I got to watch this one yesterday with my dad.
it's great to finally see the wirren in action, especially sinse they've appeared so often in Bf, not to mention get a look at Nerva.
What really surprised me with this one was the colourful sets and direction, i was expecting a space station to be a much duller place and the story to be more Ridly Scot's Alien in it's dark claustrophobic sense.
I fully agree Noah's possession and his interactions with the crew, especially Vira were fantastically played and made the Wirren chilling, I also loved that Holmes technique of explain a society through little throw away lines of dialogue.

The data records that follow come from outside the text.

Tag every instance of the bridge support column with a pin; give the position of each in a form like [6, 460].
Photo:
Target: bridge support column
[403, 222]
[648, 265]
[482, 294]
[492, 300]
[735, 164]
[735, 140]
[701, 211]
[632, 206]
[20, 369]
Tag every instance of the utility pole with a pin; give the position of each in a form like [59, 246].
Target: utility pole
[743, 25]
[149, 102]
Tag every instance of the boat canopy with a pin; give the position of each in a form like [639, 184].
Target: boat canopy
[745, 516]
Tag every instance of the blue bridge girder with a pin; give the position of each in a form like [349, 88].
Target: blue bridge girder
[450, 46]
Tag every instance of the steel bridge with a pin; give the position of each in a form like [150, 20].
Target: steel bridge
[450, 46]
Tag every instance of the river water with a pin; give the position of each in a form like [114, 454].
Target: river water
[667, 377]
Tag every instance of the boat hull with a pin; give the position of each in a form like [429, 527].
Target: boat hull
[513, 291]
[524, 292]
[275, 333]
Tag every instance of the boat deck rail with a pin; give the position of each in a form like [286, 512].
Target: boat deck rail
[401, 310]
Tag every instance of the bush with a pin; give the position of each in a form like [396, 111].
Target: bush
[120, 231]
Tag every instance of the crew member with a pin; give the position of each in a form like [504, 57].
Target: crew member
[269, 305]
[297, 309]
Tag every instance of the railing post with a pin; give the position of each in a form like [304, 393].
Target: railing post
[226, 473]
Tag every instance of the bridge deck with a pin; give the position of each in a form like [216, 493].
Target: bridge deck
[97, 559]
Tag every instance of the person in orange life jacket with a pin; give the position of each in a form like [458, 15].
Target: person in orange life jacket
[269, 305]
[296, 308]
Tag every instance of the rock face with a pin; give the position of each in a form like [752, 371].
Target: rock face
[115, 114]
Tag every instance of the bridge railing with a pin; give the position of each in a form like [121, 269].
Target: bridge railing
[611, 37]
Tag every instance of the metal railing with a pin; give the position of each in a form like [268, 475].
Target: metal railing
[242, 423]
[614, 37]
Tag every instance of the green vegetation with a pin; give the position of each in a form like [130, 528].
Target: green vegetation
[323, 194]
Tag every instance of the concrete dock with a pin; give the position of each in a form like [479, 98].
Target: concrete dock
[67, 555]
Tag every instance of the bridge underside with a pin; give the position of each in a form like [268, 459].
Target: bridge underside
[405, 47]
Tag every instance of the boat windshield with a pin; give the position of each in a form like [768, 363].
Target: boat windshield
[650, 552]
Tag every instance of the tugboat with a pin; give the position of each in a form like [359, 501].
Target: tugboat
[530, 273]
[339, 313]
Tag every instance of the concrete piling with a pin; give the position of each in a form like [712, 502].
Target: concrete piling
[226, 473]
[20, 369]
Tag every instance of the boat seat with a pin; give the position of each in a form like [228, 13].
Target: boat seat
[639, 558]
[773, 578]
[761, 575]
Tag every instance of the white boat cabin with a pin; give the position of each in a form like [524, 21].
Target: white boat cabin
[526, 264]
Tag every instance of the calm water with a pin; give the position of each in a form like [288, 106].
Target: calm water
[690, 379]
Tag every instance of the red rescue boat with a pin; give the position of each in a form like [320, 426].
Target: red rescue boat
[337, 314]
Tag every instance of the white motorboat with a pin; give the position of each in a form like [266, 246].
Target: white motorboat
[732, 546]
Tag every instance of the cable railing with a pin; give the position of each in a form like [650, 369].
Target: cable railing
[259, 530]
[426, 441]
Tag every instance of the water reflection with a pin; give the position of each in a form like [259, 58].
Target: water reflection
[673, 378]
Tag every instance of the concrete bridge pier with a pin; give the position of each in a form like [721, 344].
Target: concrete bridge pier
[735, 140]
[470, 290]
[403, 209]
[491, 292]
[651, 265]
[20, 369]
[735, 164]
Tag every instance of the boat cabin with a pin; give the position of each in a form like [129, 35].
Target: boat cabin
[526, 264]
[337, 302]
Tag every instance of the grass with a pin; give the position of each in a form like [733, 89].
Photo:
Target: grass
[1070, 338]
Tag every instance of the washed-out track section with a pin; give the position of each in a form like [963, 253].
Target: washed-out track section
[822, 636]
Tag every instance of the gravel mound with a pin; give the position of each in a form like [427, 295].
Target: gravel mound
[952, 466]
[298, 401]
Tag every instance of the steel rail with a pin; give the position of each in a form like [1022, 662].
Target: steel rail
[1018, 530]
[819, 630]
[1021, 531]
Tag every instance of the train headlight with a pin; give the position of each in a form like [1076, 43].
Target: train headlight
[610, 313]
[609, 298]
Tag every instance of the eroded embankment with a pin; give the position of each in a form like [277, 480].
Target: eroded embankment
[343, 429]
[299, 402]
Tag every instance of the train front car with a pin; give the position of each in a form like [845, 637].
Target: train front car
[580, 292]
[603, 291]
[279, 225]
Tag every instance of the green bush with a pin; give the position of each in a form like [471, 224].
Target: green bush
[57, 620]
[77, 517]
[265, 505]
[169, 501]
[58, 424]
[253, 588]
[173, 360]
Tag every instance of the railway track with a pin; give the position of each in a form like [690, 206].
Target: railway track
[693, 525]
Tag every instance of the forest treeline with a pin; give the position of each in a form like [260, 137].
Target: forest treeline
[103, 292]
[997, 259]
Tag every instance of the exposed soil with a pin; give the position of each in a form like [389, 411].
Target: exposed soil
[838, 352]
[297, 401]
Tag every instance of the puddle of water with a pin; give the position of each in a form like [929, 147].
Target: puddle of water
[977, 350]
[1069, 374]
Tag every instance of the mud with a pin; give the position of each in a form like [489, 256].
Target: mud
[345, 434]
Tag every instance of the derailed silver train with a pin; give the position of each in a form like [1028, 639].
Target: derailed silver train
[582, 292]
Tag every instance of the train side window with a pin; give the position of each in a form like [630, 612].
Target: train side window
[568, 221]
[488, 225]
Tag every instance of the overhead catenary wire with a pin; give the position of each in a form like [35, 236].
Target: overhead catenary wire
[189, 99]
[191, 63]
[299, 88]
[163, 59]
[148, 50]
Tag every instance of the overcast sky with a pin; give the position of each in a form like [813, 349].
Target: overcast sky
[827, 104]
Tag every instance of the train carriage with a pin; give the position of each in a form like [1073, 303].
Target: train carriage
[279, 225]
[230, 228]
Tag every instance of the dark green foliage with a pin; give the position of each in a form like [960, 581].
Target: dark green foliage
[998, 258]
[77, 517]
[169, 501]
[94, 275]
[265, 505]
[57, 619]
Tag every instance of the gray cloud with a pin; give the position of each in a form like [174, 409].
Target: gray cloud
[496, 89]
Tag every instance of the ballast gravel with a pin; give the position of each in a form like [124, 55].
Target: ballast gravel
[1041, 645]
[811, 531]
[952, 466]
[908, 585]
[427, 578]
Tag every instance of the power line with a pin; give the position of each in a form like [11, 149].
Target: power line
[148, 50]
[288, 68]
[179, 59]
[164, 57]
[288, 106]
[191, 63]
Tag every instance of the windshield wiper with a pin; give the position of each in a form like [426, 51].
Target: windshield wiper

My only issue is that this one felt a little too slow in parts, particularly in the first episode. usually a first episode is my favourite part of a Dr. Who story I've not seen before, wondering where I am and what is going on, but far too much of this one felt like stalling, which is odd sinse usually I don't mind slower pased stories, and I did love Sarah's various perils (though I wish the perils could've been a little more equalized).

Certainly not a bad story and a nice experience, I also will have that vivid green sliminess in mind now whenever I next listen to an audio Wirren story, however it was a little odd to see a Dr. Who story that took time to get going.

Still, lots of nice moments and a very memorable location, the Doctor's taunting of Sarah is an absolute winner, the old Git :D.

Is this the first appearence of the Jellybabies? It's been quite some time sinse I saw Robot so can't recall if Baker had them then or not.